The science and technology that drives drug development must, in the final product, be melded with psycho-social considerations that reflect how humans actually behave. We are all driven to reduce physical and cognitive demand – to keep our lives as simple as possible. So, as patients, we want pill-taking to be easy. Taking medicines has to be manageable in order to be effective, with as few ‘dosing moments’ as possible during the course of the day.
The challenge is that drugs are developed for a single disease, not to be taken as part of a cocktail of therapies. Dosing regimens are calculated to ensure optimal pharmaco-kinetics, not to fit around lunch. Coordinating pill size and dosages across multiple manufacturers around the globe would be difficult.

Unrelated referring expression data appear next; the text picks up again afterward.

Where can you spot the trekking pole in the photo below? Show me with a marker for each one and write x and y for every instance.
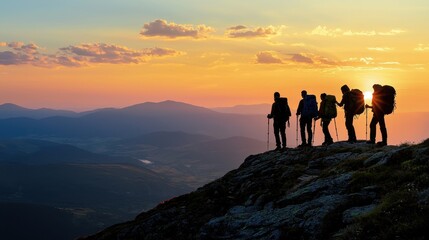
(366, 124)
(297, 130)
(268, 135)
(336, 130)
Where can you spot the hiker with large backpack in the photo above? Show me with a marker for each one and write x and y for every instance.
(353, 103)
(327, 111)
(280, 112)
(383, 102)
(307, 108)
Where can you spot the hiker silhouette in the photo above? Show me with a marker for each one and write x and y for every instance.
(327, 111)
(382, 103)
(307, 108)
(280, 112)
(349, 114)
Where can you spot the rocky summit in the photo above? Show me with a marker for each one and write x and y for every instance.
(343, 191)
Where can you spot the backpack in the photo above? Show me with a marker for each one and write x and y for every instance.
(387, 99)
(330, 110)
(283, 108)
(356, 102)
(309, 108)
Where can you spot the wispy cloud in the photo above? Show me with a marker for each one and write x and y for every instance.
(308, 60)
(380, 49)
(268, 57)
(324, 31)
(164, 29)
(422, 48)
(242, 31)
(80, 55)
(336, 32)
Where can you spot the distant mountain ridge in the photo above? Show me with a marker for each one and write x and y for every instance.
(263, 108)
(136, 120)
(9, 110)
(31, 151)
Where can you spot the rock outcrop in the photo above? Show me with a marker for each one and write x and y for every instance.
(343, 191)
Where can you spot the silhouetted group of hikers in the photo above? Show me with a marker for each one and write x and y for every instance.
(383, 102)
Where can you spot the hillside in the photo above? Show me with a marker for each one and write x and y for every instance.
(342, 191)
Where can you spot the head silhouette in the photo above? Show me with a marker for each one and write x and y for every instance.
(303, 93)
(276, 95)
(345, 89)
(377, 87)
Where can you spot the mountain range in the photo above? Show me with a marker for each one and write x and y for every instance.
(343, 191)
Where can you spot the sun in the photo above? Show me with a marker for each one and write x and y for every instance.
(367, 95)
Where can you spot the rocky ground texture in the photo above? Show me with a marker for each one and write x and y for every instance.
(343, 191)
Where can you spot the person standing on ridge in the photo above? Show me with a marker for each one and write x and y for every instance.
(280, 112)
(326, 120)
(345, 101)
(307, 108)
(377, 117)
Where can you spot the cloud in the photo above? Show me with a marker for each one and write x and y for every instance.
(336, 32)
(324, 31)
(80, 55)
(241, 31)
(301, 59)
(380, 49)
(268, 57)
(422, 48)
(161, 28)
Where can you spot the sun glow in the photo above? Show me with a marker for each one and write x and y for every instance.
(367, 95)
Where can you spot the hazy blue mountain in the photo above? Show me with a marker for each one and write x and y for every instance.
(80, 191)
(30, 151)
(97, 195)
(9, 110)
(194, 161)
(343, 191)
(167, 139)
(31, 221)
(137, 120)
(263, 108)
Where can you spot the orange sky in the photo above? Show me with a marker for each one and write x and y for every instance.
(219, 54)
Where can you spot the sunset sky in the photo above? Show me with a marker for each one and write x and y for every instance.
(88, 54)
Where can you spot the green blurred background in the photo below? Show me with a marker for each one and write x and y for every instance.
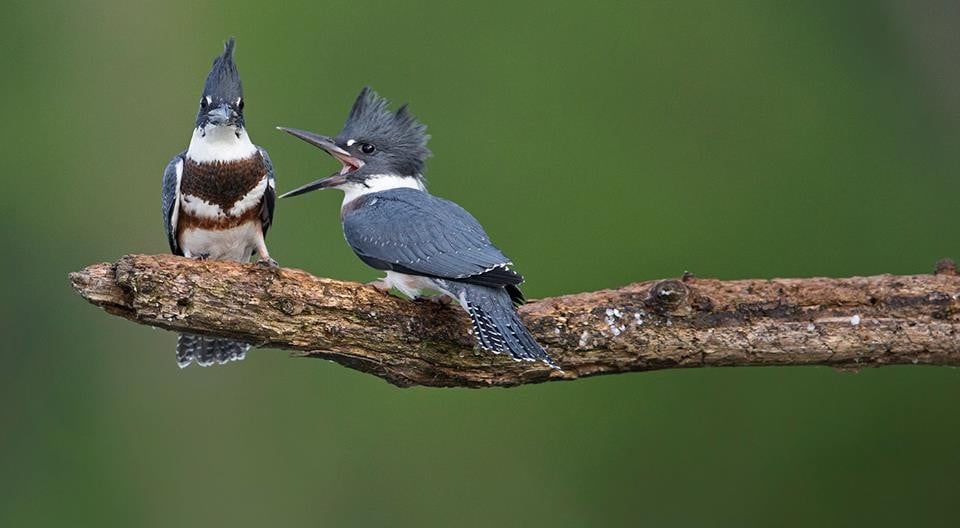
(599, 144)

But a more effective compromise between scientific rigor and meeting patient expectations is entirely feasible. It requires more real-world research into the needs, expectations and behaviours of different patient groups, and perhaps some coordinated guidance around testing product usability and acceptability in home-settings. The toughest part, perhaps, is that it demands that scientists and drug developers – accustomed to dealing with complexity – actually keep things simple.
Patient-centric product design isn’t the sole solution to medication errors, Stegemann cautioned. But it is an important contributor – and one that has been largely overlooked, despite the pharmaceutical industry’s vocal attempts to achieve greater patient-centricity. (Only about a third of patients can actually read package inserts on their medicines).
As regulators continue to push for more patient-focused drug development – FDA guidelines are expected next year – the time is ripe to involve patients to a much greater extent in determining what medicines look and feel like, and how they are taken. This must begin to happen at the very early stages of determining product profile. “Pharmaceutical firms must think, early on, about what kind of patients they will have, and what that means” for their product design, Stegemann told the Semalytix employees. “Target product profiles should extend to include target patient profiles.”